Baxter then operated on Texas Gov. John Connally, who was seriously wounded by Oswald.

Baxter also developed a formula for burn patients. He discovered that patients with large, severe burns need tremendous amounts of the fluid the first day of treatment, especially during the first eight hours of their ordeal. He also also founded a tissue bank at Parkland hospital to provide skin grafts for burn patients.

Austria’s last pro whistler dead at 80

Vienna, Austria Jeanette Schmid, Austria’s last professional whistler, who once shared a stage with Frank Sinatra, has died of the flu at age 80, a newspaper reported Thursday.
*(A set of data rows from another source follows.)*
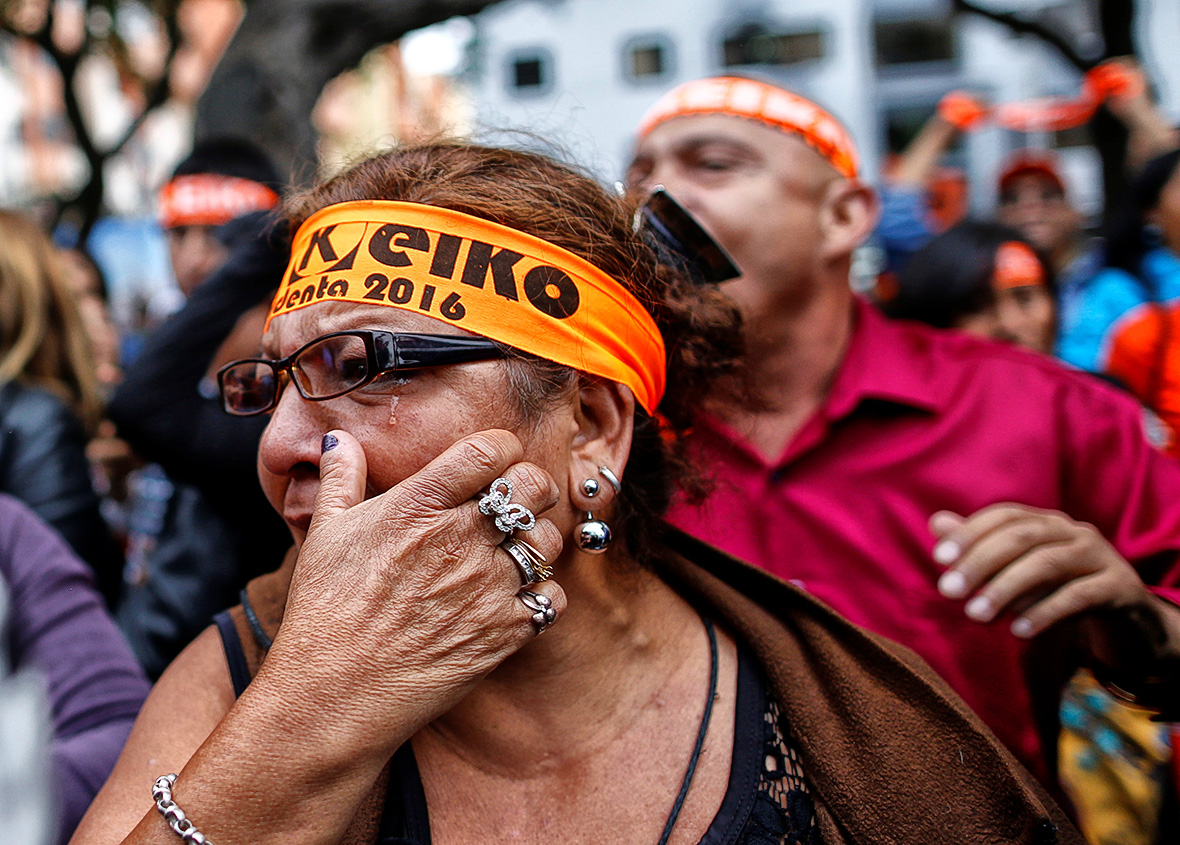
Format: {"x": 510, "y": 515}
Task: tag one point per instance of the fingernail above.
{"x": 1022, "y": 628}
{"x": 979, "y": 609}
{"x": 946, "y": 552}
{"x": 952, "y": 584}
Schmid, better known as Baroness Lips von Lipstrill, died in her Vienna apartment, the newspaper Kurier reported. The report did not specify when she died.

Schmid, born as a man in what now is the Czech Republic, underwent a gender change in 1964 in Cairo, where she lived for 15 years.

She embarked on a whistling career during a visit to Tehran to perform for the shah of Iran. Her costume as a dancer was deemed too skimpy, so she whistled a Johann Strauss Jr. polka instead.

She whistled on stage with Sinatra, Marlene Dietrich and Edith Piaf, and she continued performing even in recent years.

“I’ll whistle through life until I die,” she was quoted as saying.

Schmid was a popular performer on cruises, where she delighted audiences by hitting the high C.

Waikiki band leader Martin Denny dies

Honolulu Musician Martin Denny, known for creating a unique genre of pop music that enjoyed a renewed popularity with lounge music and tiki culture, died March 2, his daughter said. He was 93.

Denny created a sound that he described as a fusion of Asian, South Pacific, American jazz, Latin American and classical. He was best known for his song and album entitled “Quiet Village.”

Born in 1911 in New York City, Denny studied piano as a child, and as a young man toured South America with a six-piece band, picking up the Latin elements that would later influence his sound.

During the 1950s and ‘60s, Denny was a fixture in Waikiki, playing the old Shell Bar at the Kaiser Hawaiian Village Hotel and Don the Beachcomber’s, which later became Duke Kahanamoku’s in the International Market Place.

His music was rediscovered by a new generation of fans in the 1990s, when most of his early catalog was reissued on CD.